Mais je n’avais pu me repré­sen­ter que le pro­lé­ta­riat serait tout ensemble si magni­fique au point de vue mili­taire et, en tant que fac­teur de la pro­duc­tion, si faible.

Je m’étais sou­vent défié de l’optimisme pué­ril d’un Kro­pot­kine pré­di­sant l’apparition sou­daine dans le peuple, au moment de la révo­lu­tion, de grandes capa­ci­tés construc­tives. Mais le fait qu’il fal­lût presque lit­té­ra­le­ment pous­ser les ouvriers vers les fabriques, les faire entrer comme de force dans le cir­cuit de la pro­duc­tion, et qu’ils fissent preuve de si peu d’initiative, voi­là ce qui, même pour moi le scep­tique, était stupéfiant.

J’aurais tel­le­ment vou­lu pou­voir don­ner tort aux bol­che­vistes de se mon­trer si des­po­tiques, non point seule­ment dans la par­tie des­truc­tive, mais aus­si dans la part construc­tive de la révo­lu­tion. Mais tout ce qu’on voyait, tout ce qu’on enten­dait mon­trait que la classe ouvrière ne pos­sé­dait pas assez d’initiative pour rendre le des­po­tisme superflu.

J’avais vou­lu un socia­lisme liber­taire, et voi­là que je ne pou­vais pas, pour la Rus­sie, don­ner rai­son à ceux qui s’imaginaient pos­sible de s’en remettre pour construire à la libre ini­tia­tive du pro­lé­ta­riat. Je m’étais, dans le socia­lisme, repré­sen­té le pain et la liber­té pour tous, alors qu’il fal­lait en Rus­sie se don­ner toutes les peines du monde pour attra­per un mor­ceau de pain et que la ques­tion de la liber­té, de la pos­si­bi­li­té, pour les hommes, de dis­po­ser d’eux-mêmes et de leur sort ne se posait même pas. Et cela non point avant tout du fait du gou­ver­ne­ment d’un par­ti des­po­tique, mais parce que la masse devait être obli­gée à pro­duire, ne pro­dui­sait que com­man­dée – et com­man­dée rigoureusement.

Ma dés­illu­sion était dés­illu­sion quant aux capa­ci­tés spon­ta­né­ment pro­duc­tives des masses. Au vrai, ma dés­illu­sion, c’était les masses. Je n’étais pas déçu par le bol­che­visme ; j’étais déçu par le socia­lisme en général.
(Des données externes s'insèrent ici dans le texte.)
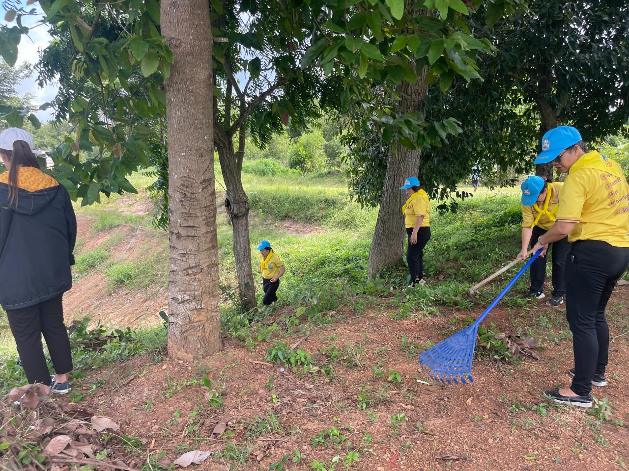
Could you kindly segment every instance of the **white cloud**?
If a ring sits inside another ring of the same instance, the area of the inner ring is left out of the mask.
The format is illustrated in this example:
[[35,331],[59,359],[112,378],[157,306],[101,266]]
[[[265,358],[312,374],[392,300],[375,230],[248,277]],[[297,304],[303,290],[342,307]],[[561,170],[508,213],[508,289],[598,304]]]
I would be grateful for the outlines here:
[[[37,10],[41,11],[38,7]],[[31,65],[36,63],[40,58],[40,51],[45,49],[52,40],[48,33],[47,25],[38,23],[41,19],[42,16],[40,15],[23,18],[22,24],[32,29],[29,32],[28,36],[22,36],[22,40],[18,49],[17,64],[22,64],[25,62],[28,62]],[[1,20],[1,23],[7,24],[4,19]],[[13,24],[15,24],[14,22]],[[37,84],[36,79],[36,74],[34,73],[30,78],[22,80],[22,82],[17,87],[18,91],[21,94],[30,93],[35,95],[33,102],[36,105],[40,105],[54,99],[57,95],[57,85],[53,84],[43,88],[40,88]],[[37,117],[40,121],[45,122],[52,118],[53,112],[53,110],[48,109],[46,111],[38,111],[35,114],[37,115]]]

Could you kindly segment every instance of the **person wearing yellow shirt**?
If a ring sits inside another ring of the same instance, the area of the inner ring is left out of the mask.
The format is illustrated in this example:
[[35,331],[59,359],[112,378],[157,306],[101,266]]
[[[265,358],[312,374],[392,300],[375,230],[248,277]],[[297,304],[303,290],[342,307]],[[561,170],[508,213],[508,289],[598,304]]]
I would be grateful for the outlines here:
[[604,386],[610,330],[605,308],[629,265],[629,185],[620,166],[596,151],[587,152],[579,131],[551,129],[536,163],[552,162],[567,173],[555,224],[533,247],[566,236],[572,242],[565,265],[565,307],[572,332],[574,367],[570,387],[547,391],[555,402],[592,406],[592,386]]
[[406,190],[408,197],[402,207],[402,214],[408,235],[406,261],[410,274],[409,286],[425,284],[424,247],[430,239],[430,202],[428,193],[420,188],[420,180],[415,176],[406,178],[400,190]]
[[[520,187],[522,190],[522,248],[518,257],[526,258],[529,247],[532,247],[540,236],[555,224],[555,215],[559,204],[559,194],[563,183],[549,183],[541,176],[529,176]],[[565,295],[564,269],[570,251],[567,237],[552,244],[552,297],[546,303],[550,306],[560,306]],[[546,257],[538,257],[531,264],[531,288],[525,297],[543,299],[546,280]]]
[[260,271],[262,274],[262,288],[264,291],[262,304],[270,306],[277,300],[276,293],[279,288],[279,279],[285,271],[284,262],[273,251],[268,241],[260,242],[255,249],[260,251]]

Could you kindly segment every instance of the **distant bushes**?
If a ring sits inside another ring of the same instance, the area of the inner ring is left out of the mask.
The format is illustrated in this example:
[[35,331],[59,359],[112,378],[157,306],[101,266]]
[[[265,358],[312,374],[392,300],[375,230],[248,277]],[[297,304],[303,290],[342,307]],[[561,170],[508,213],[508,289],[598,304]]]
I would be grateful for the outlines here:
[[243,171],[262,176],[338,173],[345,152],[338,136],[319,129],[292,139],[276,136],[264,149],[248,138]]

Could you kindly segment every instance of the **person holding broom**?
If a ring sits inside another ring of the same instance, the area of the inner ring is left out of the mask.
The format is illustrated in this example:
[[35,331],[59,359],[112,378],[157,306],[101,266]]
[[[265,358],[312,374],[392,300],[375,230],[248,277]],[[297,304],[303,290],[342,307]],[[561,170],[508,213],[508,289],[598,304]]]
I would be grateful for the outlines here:
[[424,247],[430,240],[430,202],[428,193],[420,188],[420,180],[409,176],[400,190],[406,190],[408,198],[402,206],[408,236],[406,261],[410,274],[409,287],[425,284],[423,272]]
[[262,304],[270,306],[277,300],[277,288],[279,279],[284,274],[284,262],[277,254],[273,251],[269,241],[262,241],[255,249],[260,251],[260,271],[262,273],[262,288],[264,297]]
[[592,386],[604,386],[610,330],[605,308],[629,265],[629,185],[620,166],[587,152],[579,131],[559,126],[544,134],[535,163],[552,162],[567,173],[554,225],[533,247],[543,253],[566,236],[566,314],[572,332],[574,368],[569,387],[546,391],[556,403],[589,408]]
[[[559,204],[559,193],[563,183],[548,183],[541,176],[529,176],[521,186],[522,190],[522,247],[518,257],[527,257],[529,247],[532,247],[539,237],[555,223],[555,215]],[[552,244],[552,297],[546,304],[560,306],[564,303],[565,283],[564,269],[570,250],[568,238],[564,237]],[[546,257],[538,257],[530,268],[531,288],[525,296],[527,299],[543,299],[544,281],[546,279]]]

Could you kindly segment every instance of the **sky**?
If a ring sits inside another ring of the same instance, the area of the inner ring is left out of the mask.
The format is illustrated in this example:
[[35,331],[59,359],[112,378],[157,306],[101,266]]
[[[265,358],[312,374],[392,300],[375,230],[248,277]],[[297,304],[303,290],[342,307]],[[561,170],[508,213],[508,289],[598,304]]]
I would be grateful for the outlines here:
[[[23,2],[23,5],[26,6],[26,1]],[[38,4],[35,3],[32,6],[28,7],[30,9],[33,7],[37,7],[37,9],[41,11]],[[3,24],[7,24],[4,21],[4,12],[0,12],[0,23]],[[35,64],[39,60],[39,51],[43,50],[48,46],[50,41],[50,36],[48,34],[48,28],[46,26],[36,26],[38,21],[42,17],[39,15],[33,16],[25,16],[22,19],[22,24],[25,26],[32,28],[28,34],[28,37],[22,36],[21,42],[18,49],[18,62],[16,65],[21,64],[24,62],[29,62],[31,65]],[[15,21],[10,23],[11,26],[15,26]],[[33,26],[35,26],[33,28]],[[54,85],[48,85],[45,88],[40,88],[37,85],[37,75],[33,73],[30,78],[25,79],[17,87],[18,91],[21,94],[30,93],[35,95],[33,104],[41,105],[47,101],[52,100],[57,94],[57,88]],[[48,109],[46,111],[37,111],[35,114],[42,122],[45,122],[52,119],[54,110]]]

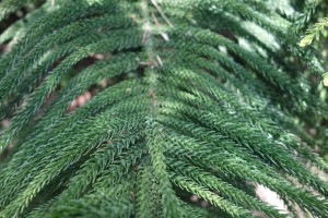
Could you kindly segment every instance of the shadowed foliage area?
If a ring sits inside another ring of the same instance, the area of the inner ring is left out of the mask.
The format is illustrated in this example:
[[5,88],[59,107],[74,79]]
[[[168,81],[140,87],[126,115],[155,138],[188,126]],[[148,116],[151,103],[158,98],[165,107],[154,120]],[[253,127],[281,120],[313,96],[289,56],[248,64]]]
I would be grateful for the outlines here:
[[0,217],[327,217],[318,4],[2,0]]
Et c’est pour­quoi je pris la défense des bol­che­vistes devant les anar­chistes amé­ri­cains Ber­ck­mann et Emma Gold­mann, ren­con­trés à Ber­lin lors de mon retour, et qui croyaient que les masses auraient pu prendre en main la pro­duc­tion si les bol­che­vistes ne les en avaient pas empê­chées. Mais d’être obli­gé de défendre le bol­che­visme me ren­dait mélan­co­lique. Mal­gré toutes les tris­tesses que j’avais vues en Rus­sie, je reve­nais avec le sen­ti­ment que le noyau du par­ti bol­che­vik était sur la bonne voie, que certes d’énormes obs­tacles se dres­saient devant ces hommes, mais que nous devions prendre leur défense et tout faire pour leur faci­li­ter la tâche. Il était facile de cri­ti­quer – mais la moindre mesure construc­tive exi­geait un effort immense. Quant à nous – j’en étais plus que jamais per­sua­dé –, les mêmes dif­fi­cul­tés et les mêmes expé­riences nous atten­daient, si la révo­lu­tion écla­tait dans nos pays.
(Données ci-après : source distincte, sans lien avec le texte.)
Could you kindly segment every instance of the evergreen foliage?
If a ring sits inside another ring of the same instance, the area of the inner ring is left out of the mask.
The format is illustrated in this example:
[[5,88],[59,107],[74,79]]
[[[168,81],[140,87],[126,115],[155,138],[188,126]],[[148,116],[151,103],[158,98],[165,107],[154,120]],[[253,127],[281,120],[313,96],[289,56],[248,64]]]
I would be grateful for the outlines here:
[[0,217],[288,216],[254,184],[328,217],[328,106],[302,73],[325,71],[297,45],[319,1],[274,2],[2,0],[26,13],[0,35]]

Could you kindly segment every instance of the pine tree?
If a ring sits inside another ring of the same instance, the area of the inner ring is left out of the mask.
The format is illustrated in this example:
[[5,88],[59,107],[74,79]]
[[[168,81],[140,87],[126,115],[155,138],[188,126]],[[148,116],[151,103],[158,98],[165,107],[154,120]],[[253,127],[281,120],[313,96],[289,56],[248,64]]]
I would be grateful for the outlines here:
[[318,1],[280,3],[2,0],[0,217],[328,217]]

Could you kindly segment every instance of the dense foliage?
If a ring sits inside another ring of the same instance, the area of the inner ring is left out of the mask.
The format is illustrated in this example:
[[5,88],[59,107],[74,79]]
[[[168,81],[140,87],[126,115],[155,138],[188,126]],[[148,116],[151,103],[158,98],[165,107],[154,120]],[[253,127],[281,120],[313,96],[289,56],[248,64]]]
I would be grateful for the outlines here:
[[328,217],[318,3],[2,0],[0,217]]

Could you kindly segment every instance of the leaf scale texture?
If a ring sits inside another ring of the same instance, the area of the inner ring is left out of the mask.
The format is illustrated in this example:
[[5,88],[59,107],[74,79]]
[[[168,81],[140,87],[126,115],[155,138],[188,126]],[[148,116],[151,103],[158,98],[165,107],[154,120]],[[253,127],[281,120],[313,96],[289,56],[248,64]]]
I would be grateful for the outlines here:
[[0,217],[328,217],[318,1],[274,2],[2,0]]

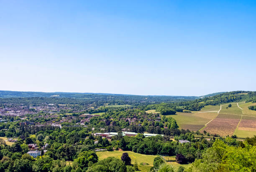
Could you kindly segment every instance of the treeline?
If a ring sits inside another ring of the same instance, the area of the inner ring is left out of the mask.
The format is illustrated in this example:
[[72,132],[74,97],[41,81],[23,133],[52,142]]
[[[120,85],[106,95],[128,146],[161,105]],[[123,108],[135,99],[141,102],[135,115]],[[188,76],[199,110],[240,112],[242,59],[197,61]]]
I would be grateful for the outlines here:
[[[161,114],[174,114],[175,112],[183,112],[184,110],[200,111],[205,106],[217,105],[223,103],[246,100],[247,102],[256,102],[256,92],[236,91],[222,93],[212,96],[204,97],[195,100],[172,103],[161,103],[146,105],[141,105],[139,108],[143,110],[156,109]],[[166,111],[167,109],[167,111]],[[166,114],[165,111],[168,112]]]
[[248,107],[248,109],[251,110],[253,110],[256,111],[256,106],[250,106]]
[[184,171],[254,172],[256,146],[255,142],[249,142],[247,140],[244,144],[240,142],[239,146],[217,140],[202,154],[202,158],[196,160]]

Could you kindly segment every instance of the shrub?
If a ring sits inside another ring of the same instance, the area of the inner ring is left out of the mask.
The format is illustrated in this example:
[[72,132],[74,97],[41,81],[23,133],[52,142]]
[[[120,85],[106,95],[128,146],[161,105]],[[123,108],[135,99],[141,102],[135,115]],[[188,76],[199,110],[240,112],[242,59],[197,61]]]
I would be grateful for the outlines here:
[[181,154],[178,154],[176,155],[176,161],[180,164],[187,164],[187,160],[185,157]]

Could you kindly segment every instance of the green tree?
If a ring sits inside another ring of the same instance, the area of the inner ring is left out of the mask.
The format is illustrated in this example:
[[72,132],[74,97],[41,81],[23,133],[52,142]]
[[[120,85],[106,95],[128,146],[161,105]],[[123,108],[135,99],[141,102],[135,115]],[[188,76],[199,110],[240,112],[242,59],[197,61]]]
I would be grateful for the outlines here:
[[139,171],[138,166],[138,163],[136,160],[135,160],[135,162],[134,162],[133,164],[133,168],[134,168],[135,171]]
[[171,164],[164,163],[159,166],[157,172],[174,172],[174,168]]

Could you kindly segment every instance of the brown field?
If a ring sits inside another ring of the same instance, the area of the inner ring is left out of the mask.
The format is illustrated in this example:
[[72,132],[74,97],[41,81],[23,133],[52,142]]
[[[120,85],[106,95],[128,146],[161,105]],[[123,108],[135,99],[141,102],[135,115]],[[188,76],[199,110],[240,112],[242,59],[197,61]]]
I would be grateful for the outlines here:
[[243,116],[238,130],[256,131],[256,118]]
[[221,136],[231,136],[236,130],[241,118],[241,115],[219,114],[201,132],[205,130],[210,134],[216,134]]
[[177,115],[166,115],[175,119],[180,129],[188,129],[196,132],[204,126],[208,122],[215,118],[217,113],[184,113],[177,112]]

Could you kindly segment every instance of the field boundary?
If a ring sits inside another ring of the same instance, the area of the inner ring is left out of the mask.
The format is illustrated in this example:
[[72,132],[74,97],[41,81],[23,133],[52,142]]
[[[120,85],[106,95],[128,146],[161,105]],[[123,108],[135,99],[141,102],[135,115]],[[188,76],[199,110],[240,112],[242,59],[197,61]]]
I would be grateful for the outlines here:
[[219,110],[219,111],[218,111],[218,114],[220,113],[220,110],[221,110],[221,106],[222,106],[222,105],[220,105],[220,110]]
[[240,106],[239,105],[238,105],[238,103],[236,103],[236,104],[237,104],[237,106],[238,107],[239,107],[239,108],[240,108],[241,109],[242,109],[242,114],[243,114],[243,109],[241,108]]
[[239,125],[240,124],[240,123],[241,122],[241,121],[242,121],[242,118],[243,118],[243,115],[241,115],[241,118],[240,118],[240,120],[239,121],[239,122],[238,122],[238,123],[237,124],[237,126],[236,126],[236,129],[234,131],[234,133],[233,133],[233,135],[234,135],[234,134],[235,134],[235,132],[236,132],[236,130],[238,130],[238,128],[239,127]]
[[[221,107],[220,108],[221,108]],[[198,131],[200,132],[200,131],[201,131],[202,129],[204,129],[207,126],[207,124],[208,124],[209,123],[210,123],[210,122],[211,122],[212,121],[212,120],[214,119],[215,119],[216,118],[217,118],[217,117],[219,115],[217,115],[215,118],[213,118],[213,119],[212,119],[211,120],[210,120],[210,121],[209,121],[209,122],[208,122],[207,123],[205,124],[205,126],[201,129],[200,129],[200,130],[198,130]]]

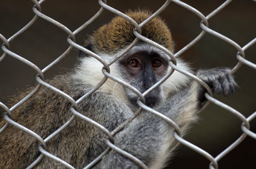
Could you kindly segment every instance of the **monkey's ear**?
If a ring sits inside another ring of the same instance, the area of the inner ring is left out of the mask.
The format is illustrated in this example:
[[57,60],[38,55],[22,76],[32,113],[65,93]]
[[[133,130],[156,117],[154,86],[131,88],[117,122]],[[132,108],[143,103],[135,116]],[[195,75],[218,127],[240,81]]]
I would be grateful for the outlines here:
[[[88,44],[85,46],[84,46],[84,48],[86,48],[89,50],[93,51],[92,46],[90,44]],[[85,52],[83,52],[81,50],[79,50],[79,53],[78,54],[78,57],[82,58],[82,57],[87,57],[88,56],[88,55],[86,53],[85,53]]]

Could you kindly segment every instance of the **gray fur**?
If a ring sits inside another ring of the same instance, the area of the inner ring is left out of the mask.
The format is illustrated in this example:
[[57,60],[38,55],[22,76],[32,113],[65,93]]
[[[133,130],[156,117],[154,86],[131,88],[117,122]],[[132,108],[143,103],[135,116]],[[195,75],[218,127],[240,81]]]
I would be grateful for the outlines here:
[[[226,68],[200,70],[197,75],[211,85],[214,90],[224,94],[234,92],[236,83],[230,70]],[[57,76],[47,81],[77,99],[91,86],[73,79],[70,74]],[[182,131],[196,119],[204,90],[191,81],[185,89],[165,100],[154,109],[175,121]],[[24,93],[26,95],[26,92]],[[20,97],[21,96],[18,96]],[[18,99],[19,98],[17,98]],[[71,116],[70,103],[54,92],[42,87],[13,112],[14,120],[45,138]],[[80,112],[111,131],[132,115],[128,106],[111,94],[96,92],[80,105]],[[4,121],[0,123],[0,126]],[[173,129],[164,120],[150,113],[142,112],[115,137],[115,144],[136,156],[148,166],[156,161],[163,140],[168,143],[168,156],[177,143],[172,138]],[[38,156],[39,143],[28,134],[12,125],[0,135],[0,168],[23,169]],[[105,135],[100,130],[76,118],[60,134],[47,144],[47,150],[77,169],[84,167],[106,148]],[[158,169],[163,167],[164,163]],[[96,166],[96,169],[139,169],[135,163],[114,151],[110,151]],[[62,169],[63,166],[45,157],[37,169]]]

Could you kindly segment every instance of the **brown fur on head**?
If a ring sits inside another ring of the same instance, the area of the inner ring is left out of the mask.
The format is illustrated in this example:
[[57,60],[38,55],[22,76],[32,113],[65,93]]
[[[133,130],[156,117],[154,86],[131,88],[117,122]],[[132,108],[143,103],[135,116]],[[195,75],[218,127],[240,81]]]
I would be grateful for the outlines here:
[[[146,10],[129,11],[125,14],[138,24],[148,19],[151,13]],[[130,44],[135,39],[134,26],[128,20],[120,16],[114,18],[108,24],[94,31],[87,40],[95,51],[109,55],[116,53]],[[170,30],[164,21],[156,17],[141,28],[141,35],[173,50],[173,43]],[[140,41],[139,43],[142,43]]]

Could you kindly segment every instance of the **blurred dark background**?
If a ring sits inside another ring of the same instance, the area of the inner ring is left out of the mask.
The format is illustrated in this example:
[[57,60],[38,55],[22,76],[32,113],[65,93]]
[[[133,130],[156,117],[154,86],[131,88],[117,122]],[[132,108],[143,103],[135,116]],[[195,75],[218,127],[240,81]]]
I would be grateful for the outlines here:
[[[205,16],[224,0],[183,0]],[[98,11],[97,0],[48,0],[42,5],[41,12],[74,31]],[[147,8],[157,10],[165,0],[108,0],[108,4],[124,12],[128,9]],[[34,17],[33,4],[29,0],[0,1],[0,33],[6,38],[14,34]],[[181,49],[201,32],[200,19],[188,10],[171,3],[160,15],[169,26],[176,51]],[[114,16],[105,10],[96,20],[77,35],[76,42],[82,44],[86,35],[106,23]],[[256,3],[252,0],[234,0],[209,20],[212,29],[243,46],[256,37]],[[10,43],[10,50],[42,69],[68,47],[67,35],[64,31],[42,19]],[[245,51],[247,59],[256,63],[256,44]],[[237,60],[237,50],[223,41],[207,34],[193,47],[182,55],[195,70],[202,68],[234,67]],[[74,50],[45,74],[46,78],[61,73],[63,68],[71,68],[78,51]],[[0,55],[3,51],[0,49]],[[7,96],[17,89],[35,82],[36,73],[31,68],[9,56],[0,63],[0,101],[6,103]],[[256,111],[256,72],[243,65],[235,74],[239,88],[231,97],[216,96],[247,117]],[[0,109],[0,111],[2,111]],[[186,139],[215,156],[229,146],[242,133],[241,121],[230,113],[211,104],[201,114]],[[256,132],[256,119],[250,122],[251,131]],[[247,137],[228,155],[220,160],[220,169],[255,169],[256,140]],[[205,158],[183,146],[180,146],[175,157],[168,168],[208,168]]]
Aujourd’hui, je peux for­mu­ler tout ceci en quelques phrases. Six mois après mon voyage, je le pou­vais déjà. Mais non point à l’heure du retour. Je reve­nais miné, ron­gé de toutes parts – au propre, si j’ose dire, par les poux, comme au figu­ré. Ce qu’il me fal­lait, c’était réflé­chir : non pas seule­ment sur la Rus­sie, mais sur la vie en général.
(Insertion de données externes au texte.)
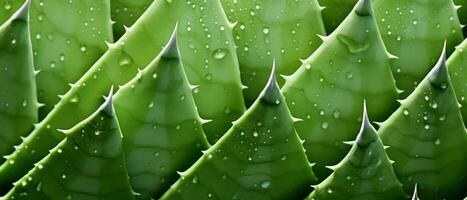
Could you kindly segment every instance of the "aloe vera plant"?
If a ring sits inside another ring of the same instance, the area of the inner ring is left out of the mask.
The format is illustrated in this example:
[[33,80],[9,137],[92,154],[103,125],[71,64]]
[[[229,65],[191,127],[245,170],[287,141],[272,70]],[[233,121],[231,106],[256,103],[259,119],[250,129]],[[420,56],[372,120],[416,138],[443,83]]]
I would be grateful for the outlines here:
[[105,42],[112,42],[109,8],[110,0],[32,1],[34,65],[40,70],[36,82],[39,102],[44,104],[41,119],[107,50]]
[[110,0],[112,20],[115,21],[115,38],[125,34],[125,27],[132,26],[154,0]]
[[128,175],[137,199],[157,198],[208,147],[175,35],[148,67],[115,95]]
[[415,185],[413,190],[412,200],[420,200],[420,198],[418,198],[417,185]]
[[[2,2],[13,10],[24,0]],[[40,71],[36,76],[38,99],[44,104],[39,109],[40,119],[60,100],[59,95],[70,89],[69,84],[76,82],[104,53],[105,41],[112,41],[109,4],[109,0],[32,1],[34,66]],[[62,22],[63,13],[67,23]],[[5,14],[10,16],[9,12]]]
[[[463,27],[467,24],[467,1],[466,0],[454,0],[456,9],[459,15],[459,20]],[[464,28],[464,36],[467,33],[467,29]]]
[[133,199],[111,95],[3,198]]
[[379,133],[406,192],[422,199],[460,199],[467,187],[467,131],[446,68],[438,63]]
[[29,3],[0,26],[0,156],[11,153],[37,122]]
[[463,40],[452,0],[374,0],[375,14],[388,50],[398,57],[391,67],[407,97],[436,64],[447,40],[447,52]]
[[[350,15],[282,88],[298,134],[321,180],[358,133],[363,99],[370,117],[384,120],[397,106],[397,90],[370,0],[360,0]],[[371,84],[370,84],[371,83]]]
[[456,51],[447,61],[452,87],[461,104],[462,119],[467,125],[467,40],[456,47]]
[[[290,75],[300,58],[310,55],[325,35],[321,7],[316,0],[223,0],[234,36],[245,101],[251,105],[269,77],[271,62],[280,74]],[[281,82],[279,82],[281,83]]]
[[22,5],[21,1],[0,0],[0,24],[5,23]]
[[383,143],[368,119],[364,105],[363,120],[357,139],[333,173],[308,196],[320,199],[407,199],[392,168]]
[[[212,120],[203,128],[212,140],[228,129],[230,122],[244,110],[231,25],[217,0],[190,2],[155,1],[117,43],[109,45],[103,57],[72,84],[62,100],[0,166],[0,188],[8,188],[64,138],[57,129],[71,128],[83,120],[97,109],[100,96],[112,85],[128,82],[139,68],[149,64],[168,41],[176,20],[180,24],[178,36],[183,47],[180,51],[188,78],[192,75],[191,83],[199,85],[194,89],[195,102],[201,117]],[[206,32],[206,26],[224,30]],[[199,59],[200,56],[205,59]]]
[[318,0],[323,9],[323,22],[326,31],[331,33],[352,11],[357,0]]
[[161,199],[305,197],[315,177],[274,72],[258,100],[180,175]]

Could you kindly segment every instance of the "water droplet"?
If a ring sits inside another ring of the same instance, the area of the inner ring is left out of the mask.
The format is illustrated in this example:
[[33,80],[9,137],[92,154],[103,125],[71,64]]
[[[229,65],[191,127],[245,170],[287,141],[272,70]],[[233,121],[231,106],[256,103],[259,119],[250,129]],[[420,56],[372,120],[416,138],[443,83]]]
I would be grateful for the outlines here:
[[332,116],[335,118],[335,119],[339,119],[341,117],[341,112],[339,112],[338,110],[335,110],[333,113],[332,113]]
[[323,123],[321,123],[321,128],[323,128],[323,129],[328,129],[328,127],[329,127],[329,123],[328,123],[328,122],[323,122]]
[[83,53],[86,52],[86,46],[81,45],[81,46],[79,47],[79,50],[80,50],[81,52],[83,52]]
[[409,115],[409,109],[407,108],[404,108],[402,112],[404,113],[405,116]]
[[227,55],[227,50],[225,50],[225,49],[216,49],[213,52],[212,57],[214,57],[215,59],[222,59],[226,55]]
[[253,137],[258,137],[258,135],[259,135],[259,134],[258,134],[258,131],[254,131],[254,132],[253,132]]
[[269,186],[271,186],[271,182],[270,182],[270,181],[263,181],[263,182],[261,183],[261,187],[262,187],[263,189],[267,189],[267,188],[269,188]]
Je n’en vou­lais pas aux bol­che­viks. J’en vou­lais à l’absurde fonc­tion­ne­ment de la vie dans ce monde. D’ordinaire, cette vie, une sorte d’enduit pro­tec­teur, de ver­nis la recouvre. Je venais de la voir sans ce ver­nis. Tout ce que je fai­sais me parais­sait ridi­cule, au prix de ce qui se pas­sait là-bas, sur­tout dans les régions de la faim. Et ce sen­ti­ment-là, tout d’abord, je n’arrivai pas à m’en libé­rer. De pré­fé­rence, j’aurais vou­lu ne plus être – mais l’homme ne sor­tant géné­ra­le­ment point volon­tai­re­ment de cette vie, même lorsqu’il la juge absurde, je fis de mon exis­tence deux parts : j’exerçais la méde­cine comme à l’accoutumée ; j’accomplissais mon tra­vail dans le par­ti de la façon vou­lue, comme un auto­mate, – et, d’autre part, je me reti­rai en moi-même, atten­dant sur ma chaise-longue que le sens de la vie vou­lût bien à nou­veau m’apparaître. Je lais­sais toute la vie défi­ler devant mes yeux, atten­tif aux idées qui pou­vaient, ce fai­sant, me venir à l’esprit. Pro­vi­soi­re­ment, j’acceptai, bien qu’avec le sen­ti­ment d’une peu relui­sante hypo­cri­sie, la vie telle qu’elle m’entourait, vivant en somme sur cette hypo­thèse de tra­vail que je devais gagner ma croûte, gué­rir mes malades et vaquer à mes obli­ga­tions dans le par­ti. Au-delà de cette hypo­thèse, c’était le néant, – sauf la recherche, sans la moindre idée pré­con­çue, d’un sens rai­son­nable à quoi faire rimer la vie.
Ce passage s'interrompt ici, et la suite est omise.